We were standing. The song had just begun. Cannon was next to Mark..and I was holding the hand of my love. Roxy was sleeping at our feet. Townsend….off having fun at Kid’s Church. Mark squeezed my hand and I looked at him and smiled. But he motioned with his head towards Cannon. I looked. It was so beautiful. In that moment, even the gray color of his skin seemed to be gone and he appeared to have a healthy glow. He was smiling slightly. Standing up straight…not hunched like he can…due to tummy pain. Not stomping on his own foot over and over like he can. He was following the words….meticulously. Singing each word audibly and proudly. Not softly or just mouthing them. Truly singing each and every precious word. I was awestruck. To say the least. But then….something else got my attention. The words he was singing. Oh, those perfect, perfect words.

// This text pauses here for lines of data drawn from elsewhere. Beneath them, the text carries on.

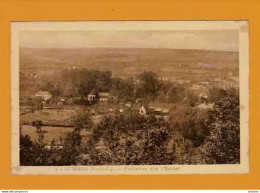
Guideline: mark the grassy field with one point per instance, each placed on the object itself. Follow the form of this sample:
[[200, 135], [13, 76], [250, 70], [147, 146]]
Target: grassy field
[[50, 133], [49, 117]]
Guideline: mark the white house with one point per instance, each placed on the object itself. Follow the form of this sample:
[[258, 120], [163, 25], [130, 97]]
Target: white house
[[91, 97]]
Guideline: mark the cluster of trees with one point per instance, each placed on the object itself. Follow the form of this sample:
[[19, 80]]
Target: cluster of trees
[[191, 136]]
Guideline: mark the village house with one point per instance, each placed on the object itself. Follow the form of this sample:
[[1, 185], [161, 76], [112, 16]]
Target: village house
[[229, 82], [206, 105], [91, 97], [128, 104], [45, 95], [158, 109], [61, 102], [104, 96]]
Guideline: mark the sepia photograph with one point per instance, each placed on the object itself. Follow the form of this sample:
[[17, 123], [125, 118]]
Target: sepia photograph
[[130, 97]]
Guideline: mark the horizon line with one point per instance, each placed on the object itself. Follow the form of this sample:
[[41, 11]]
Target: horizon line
[[127, 48]]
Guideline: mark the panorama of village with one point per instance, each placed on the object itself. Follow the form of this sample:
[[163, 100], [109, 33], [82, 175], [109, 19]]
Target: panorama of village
[[129, 107]]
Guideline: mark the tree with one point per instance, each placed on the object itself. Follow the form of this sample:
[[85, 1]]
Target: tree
[[223, 144], [38, 124], [82, 120]]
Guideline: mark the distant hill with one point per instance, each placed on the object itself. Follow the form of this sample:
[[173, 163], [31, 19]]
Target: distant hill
[[123, 61]]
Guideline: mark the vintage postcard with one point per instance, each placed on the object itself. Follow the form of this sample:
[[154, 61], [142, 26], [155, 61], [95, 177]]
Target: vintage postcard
[[130, 97]]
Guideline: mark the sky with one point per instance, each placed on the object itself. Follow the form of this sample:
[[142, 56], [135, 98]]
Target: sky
[[226, 40]]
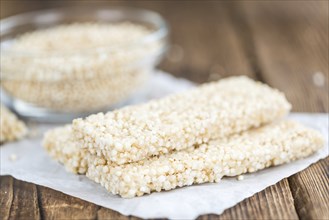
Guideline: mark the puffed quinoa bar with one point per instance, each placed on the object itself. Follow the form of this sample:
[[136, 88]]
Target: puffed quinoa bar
[[180, 121], [11, 128], [61, 146], [250, 151]]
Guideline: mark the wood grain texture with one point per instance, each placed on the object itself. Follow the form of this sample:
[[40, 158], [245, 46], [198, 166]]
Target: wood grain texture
[[291, 63], [284, 44], [19, 199]]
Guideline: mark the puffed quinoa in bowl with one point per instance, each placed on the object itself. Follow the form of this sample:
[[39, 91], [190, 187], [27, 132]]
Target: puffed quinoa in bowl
[[64, 63]]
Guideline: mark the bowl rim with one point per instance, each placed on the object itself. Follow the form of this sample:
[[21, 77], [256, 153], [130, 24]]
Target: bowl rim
[[161, 27]]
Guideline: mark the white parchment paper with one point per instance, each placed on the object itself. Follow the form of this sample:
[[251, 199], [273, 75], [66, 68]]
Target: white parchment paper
[[32, 164]]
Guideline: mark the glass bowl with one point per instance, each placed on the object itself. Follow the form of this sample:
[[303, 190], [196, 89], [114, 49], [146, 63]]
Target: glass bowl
[[59, 85]]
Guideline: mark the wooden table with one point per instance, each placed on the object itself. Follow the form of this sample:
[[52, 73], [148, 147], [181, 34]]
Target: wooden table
[[284, 44]]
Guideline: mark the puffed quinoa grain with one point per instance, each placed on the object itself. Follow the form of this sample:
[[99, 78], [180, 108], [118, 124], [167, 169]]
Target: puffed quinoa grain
[[61, 146], [180, 121], [250, 151], [11, 128], [79, 67]]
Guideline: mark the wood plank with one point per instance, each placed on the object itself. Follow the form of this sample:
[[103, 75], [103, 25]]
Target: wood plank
[[291, 47], [19, 200], [57, 205], [275, 202], [310, 189], [193, 24], [6, 196]]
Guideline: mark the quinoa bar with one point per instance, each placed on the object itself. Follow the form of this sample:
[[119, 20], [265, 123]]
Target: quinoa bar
[[250, 151], [61, 146], [211, 111]]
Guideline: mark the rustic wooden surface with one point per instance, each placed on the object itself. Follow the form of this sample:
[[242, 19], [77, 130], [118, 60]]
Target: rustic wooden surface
[[282, 43]]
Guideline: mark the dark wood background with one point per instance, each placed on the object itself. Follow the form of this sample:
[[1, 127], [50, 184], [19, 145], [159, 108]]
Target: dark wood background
[[282, 43]]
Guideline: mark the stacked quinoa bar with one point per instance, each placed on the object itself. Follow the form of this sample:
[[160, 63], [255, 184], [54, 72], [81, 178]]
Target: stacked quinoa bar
[[224, 128]]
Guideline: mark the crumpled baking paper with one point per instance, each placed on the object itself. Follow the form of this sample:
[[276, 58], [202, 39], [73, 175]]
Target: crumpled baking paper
[[26, 160]]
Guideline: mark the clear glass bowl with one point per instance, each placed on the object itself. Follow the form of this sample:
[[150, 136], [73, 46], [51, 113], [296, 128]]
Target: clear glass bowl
[[64, 84]]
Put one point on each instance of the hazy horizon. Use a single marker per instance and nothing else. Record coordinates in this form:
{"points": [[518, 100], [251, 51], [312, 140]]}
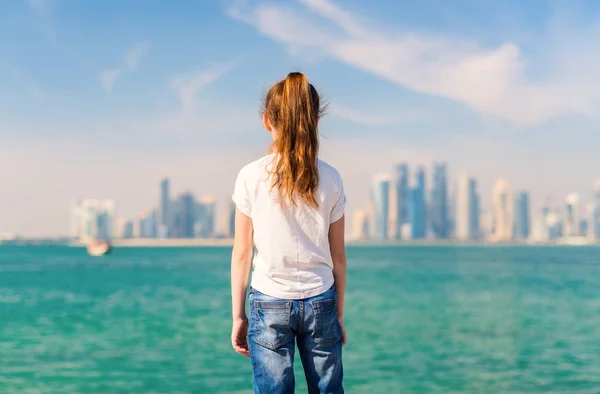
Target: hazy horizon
{"points": [[103, 101]]}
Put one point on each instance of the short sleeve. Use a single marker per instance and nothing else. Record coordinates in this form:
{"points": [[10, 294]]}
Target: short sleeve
{"points": [[241, 194], [339, 206]]}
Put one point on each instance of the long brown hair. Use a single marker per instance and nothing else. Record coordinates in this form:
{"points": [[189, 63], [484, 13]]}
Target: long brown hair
{"points": [[293, 108]]}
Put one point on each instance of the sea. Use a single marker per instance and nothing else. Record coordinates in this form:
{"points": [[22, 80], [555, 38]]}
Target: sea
{"points": [[420, 319]]}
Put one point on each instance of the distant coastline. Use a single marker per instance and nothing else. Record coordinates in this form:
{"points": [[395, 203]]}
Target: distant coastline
{"points": [[228, 242]]}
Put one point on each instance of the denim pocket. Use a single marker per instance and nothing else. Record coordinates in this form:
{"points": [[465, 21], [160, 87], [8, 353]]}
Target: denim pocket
{"points": [[272, 322], [327, 326]]}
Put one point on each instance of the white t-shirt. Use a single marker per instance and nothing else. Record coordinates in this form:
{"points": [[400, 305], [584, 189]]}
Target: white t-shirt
{"points": [[292, 259]]}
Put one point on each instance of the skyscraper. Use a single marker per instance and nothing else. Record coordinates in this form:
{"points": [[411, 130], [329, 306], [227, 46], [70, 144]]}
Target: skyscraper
{"points": [[467, 208], [93, 219], [594, 218], [380, 195], [402, 197], [147, 224], [417, 209], [522, 217], [571, 222], [503, 211], [205, 217], [232, 209], [475, 211], [439, 202], [186, 216], [360, 225], [165, 215]]}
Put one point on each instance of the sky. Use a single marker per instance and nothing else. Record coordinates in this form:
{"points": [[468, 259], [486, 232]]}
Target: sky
{"points": [[102, 99]]}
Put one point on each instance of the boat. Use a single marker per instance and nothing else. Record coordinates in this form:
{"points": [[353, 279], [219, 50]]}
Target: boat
{"points": [[98, 248]]}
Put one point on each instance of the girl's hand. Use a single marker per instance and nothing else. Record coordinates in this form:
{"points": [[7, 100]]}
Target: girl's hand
{"points": [[239, 334], [343, 332]]}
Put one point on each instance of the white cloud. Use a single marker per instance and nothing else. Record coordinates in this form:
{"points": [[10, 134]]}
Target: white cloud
{"points": [[34, 89], [131, 62], [109, 77], [42, 9], [188, 85], [493, 80], [38, 5], [367, 118]]}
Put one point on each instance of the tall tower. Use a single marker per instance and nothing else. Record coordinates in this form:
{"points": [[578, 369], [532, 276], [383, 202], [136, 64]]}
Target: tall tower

Have a look…….

Never Once
By: Matt Redman

Standing on this mountaintop
Looking just how far we’ve come
Knowing that for every step
You were with us

Kneeling on this battle ground
Seeing just how much You’ve done
Knowing every victory
Is Your power in us

Scars and struggles on the way
But with joy our hearts can say
Yes, our hearts can say

Never once did we ever walk alone
Never once did You leave us on our own
You are faithful, God, You are faithful
You are faithful, God, You are faithful

Scars and struggles on the way
But with joy our hearts can say
Never once did we ever walk alone
Carried by Your constant grace
Held within Your perfect peace
Never once, no, we never walk alone

Never once did we ever walk alone
Never once did You leave us on our own
You are faithful, God, You are faithful

Every step we are breathing in Your grace
Evermore we’ll be breathing out Your praise
You are faithful, God, You are faithful
You are faithful, God, You are faithful

I was breathless. Tears rushed to and escaped from both of our eyes. There just aren’t enough ways to express the power of our sweet, war torn Cannon singing the words that are our heart’s exact feelings/experiences in regards to his developmental and medical journey. It was a heaven given Mother’s Day blessing!

The Timehop app does a great job of reminding me on a daily basis of the horrific first days after Cannon’s Autism diagnosis. The battle with the insurance company and the intense struggle to build a team of people and therapists around him. To guide and to teach him, thereafter. Of the years we could not figure out what was wrong with him medically. And those where we were CONSTANTLY in and out of the hospital. The days after his Chait Button surgery that were filled with anger, sadness, and the unknown. The new diagnoses that seem to slap us in the face on a fairly regular basis. It’s been a rock laden road. BUT…..those hard times help one to appreciate these types of moments where a small victory is really a HUGE victory!

I pray that right now….you will listen to this song….watch this video….and find something. Something that your heart might be searching for today. If you do not know the Lord, I pray that it will convince you once and for all to abandon all and follow Him. THE ONE who can provide you with all you need….no matter what. Your Savior. If you are struggling yourself, I pray that the words will convince you to send your burdens heavenward. He IS there…..ALWAYS. If you are a Believer….I pray it is a few joyous moments. Relishing the fact that you are never alone. Wherever you are in life….I pray it blesses your heart and strengthens your spirit. With all my heart….this is my prayer.

God bless you guys! And Happy Belated Mother’s Day to all the mammas!